Health warning: Might contain multiple personalities

Shows how a lack of name disambiguation leads to serious distortion of the Essential Science Indicators

disambiguation

After discussing my first-ever academic article in my first research focus blog, I would like to now present one of my most recent publications.

Are nearly all of the world's 1,000 most cited academics Chinese?

Like my first publication it grew out of disbelief, this time about noticing that nearly the entire top 1,000 most cited academics in Thomson Reuters’ Essential Science Indicators seemed to be Asian academics, most of them Chinese. Although I was familiar with the fact that Chinese academics had been catching up rapidly in the “publication game” I couldn’t quite believe that they had left scholars from all other countries behind. So I started to investigate.

I found that three demographic characteristics that should be unrelated to research productivity – name origin, uniqueness of one’s family name, and the number of initials used in publishing – in fact have a very strong influence on it. In contrast to what could be expected from Web of Science publication data, researchers with Asian names – and in particular Chinese and Korean names – appear to be far more productive than researchers with Western names.

The table below clearly shows the extreme discrepancy between the overall distribution of papers across different countries/name origins and the representation of these name origins in the top 1,000 academics in Thomson Reuters’ Essential Science indicators.

Table 1: Representation of academics with different name origins

Name origin

% of WoS papers at country level

% of top 1,000 ESI academics

Anglo

35.3%

1.1%

Chinese

11.6%

62.8%

European

33.5%

0.8%

Indian

2.7%

5.2%

Japanese

5.0%

15.4%

Korean

2.6%

14.7%

Others

9.5%

0.0%

Academics in Anglo or European countries make up a large share, nearly 70% in fact, of the papers published in the WoS. However, Anglo and European names make up less than 2% of the top 1,000 most productive academics. In contrast academics in Asian countries, who contribute only 22% of the number of papers published in the WoS, make up more than 98% of the top 1,000 most productive academics.

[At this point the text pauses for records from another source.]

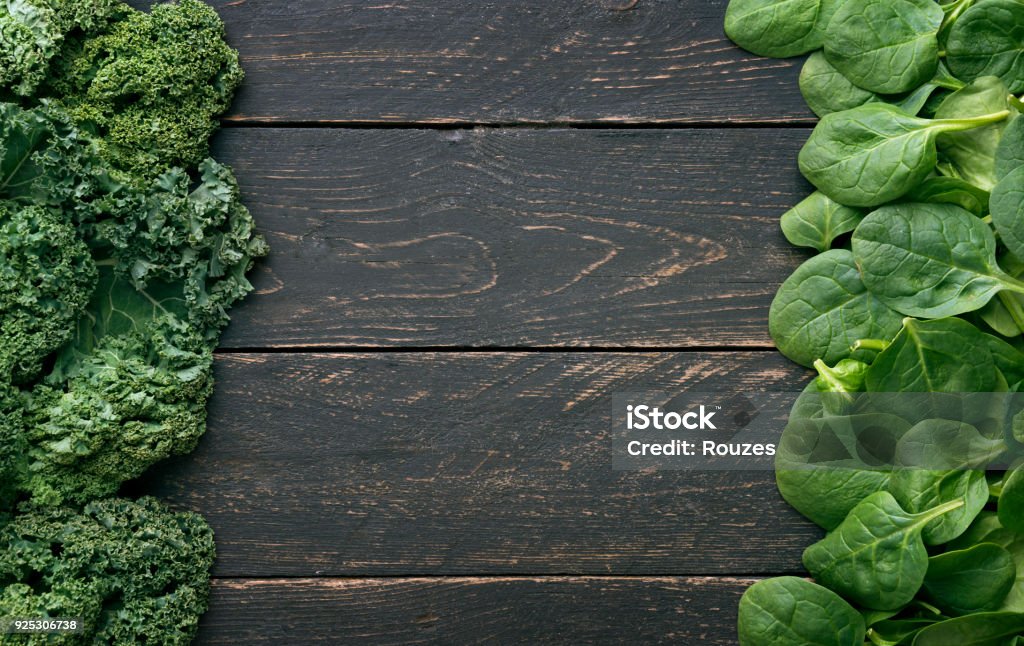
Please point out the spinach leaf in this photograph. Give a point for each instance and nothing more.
(1011, 506)
(919, 489)
(817, 221)
(973, 152)
(885, 46)
(937, 463)
(897, 632)
(986, 528)
(876, 557)
(940, 189)
(929, 260)
(1010, 154)
(969, 580)
(988, 40)
(877, 153)
(981, 629)
(1008, 211)
(791, 611)
(826, 90)
(823, 308)
(819, 468)
(778, 28)
(944, 355)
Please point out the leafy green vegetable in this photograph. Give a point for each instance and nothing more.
(877, 153)
(134, 572)
(1008, 211)
(817, 221)
(122, 249)
(153, 101)
(973, 153)
(943, 355)
(778, 28)
(876, 557)
(929, 260)
(970, 580)
(988, 40)
(823, 308)
(788, 611)
(902, 438)
(940, 189)
(885, 46)
(819, 469)
(1011, 507)
(982, 629)
(1010, 153)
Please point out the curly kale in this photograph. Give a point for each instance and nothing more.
(152, 99)
(12, 449)
(122, 249)
(133, 571)
(47, 276)
(30, 36)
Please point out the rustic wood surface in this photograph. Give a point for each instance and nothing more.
(495, 61)
(488, 217)
(421, 463)
(475, 610)
(515, 238)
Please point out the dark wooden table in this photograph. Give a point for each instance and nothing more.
(486, 217)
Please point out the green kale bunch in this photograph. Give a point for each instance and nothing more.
(132, 571)
(123, 247)
(914, 285)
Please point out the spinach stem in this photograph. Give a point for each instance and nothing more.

Furthermore, for any country, academics with common names and fewer initials also appear to be more productive than their more uniquely named counterparts.

Y Wang: the world’s most productive academic

This appearance of high productivity is indeed nothing more than an appearance, caused purely by the fact that these “academic superstars” are in fact composites of many individual academics with the same name. Looking at the most productive academic in the ESI ranking – Y Wang – clearly shows how the namesake problem distorts the underlying reality.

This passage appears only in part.